Según él, esta especie de serpiente antigua es solo una de las muchas que perdió sus extremidades: “el desarrollo, es un caso de evolución convergente, donde múltiples especies que ocupan diferentes nichos evolucionan independientemente para desarrollar las mismas características”.

Estos animales mantuvieron las patas traseras durante millones de años y tenían pómulos, algo que sus descendientes también perdieron.

Pérdida progresiva

Al parecer, la pérdida de extremidades no ocurrió solo una vez en alguna serpiente antigua y todas las serpientes han estado sin extremidades desde entonces.

La pérdida de extremidades y la reducción de extremidades, de cuatro patas a ninguna, probablemente ha sucedido a diferentes grupos de serpientes por razones muy diferentes.
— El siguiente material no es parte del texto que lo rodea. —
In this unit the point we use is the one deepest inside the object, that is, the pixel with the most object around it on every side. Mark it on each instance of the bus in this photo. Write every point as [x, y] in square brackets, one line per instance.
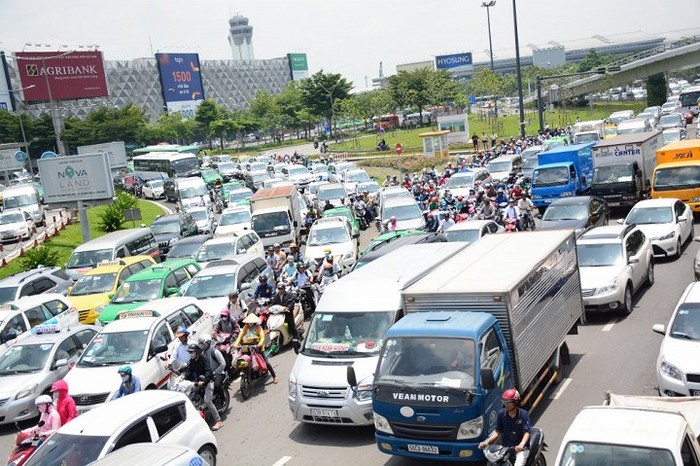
[162, 165]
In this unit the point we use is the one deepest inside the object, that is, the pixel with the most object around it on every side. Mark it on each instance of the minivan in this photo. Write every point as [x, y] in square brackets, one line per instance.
[122, 243]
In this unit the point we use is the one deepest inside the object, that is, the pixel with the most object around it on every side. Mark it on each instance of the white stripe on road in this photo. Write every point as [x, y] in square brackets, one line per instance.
[565, 383]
No está exactamente claro cuáles podrían haber sido esas diferentes presiones evolutivas.

Actualmente, las serpientes viven en una amplia variedad de ambientes, desde océanos, desiertos, subterráneos, en copas de los árboles de la selva y en el suelo en todo tipo de ambientes, eso las hace versátiles.

«Se mueven de manera diferente, algunos incluso se deslizan por el aire, se alimentan de manera diferente y están tan ampliamente adaptados a los entornos que está claro que ser sin extremidades no es un impedimento para su evolución en lo más mínimo”, dijo el experto.

Lo que está claro es que la pérdida de extremidades sucedió, probablemente muchas veces, y no ha sido una desventaja selectiva, sino que ha abierto numerosos nichos nuevos en los que las serpientes se han irradiado y adaptado durante mucho más de 100 millones de años.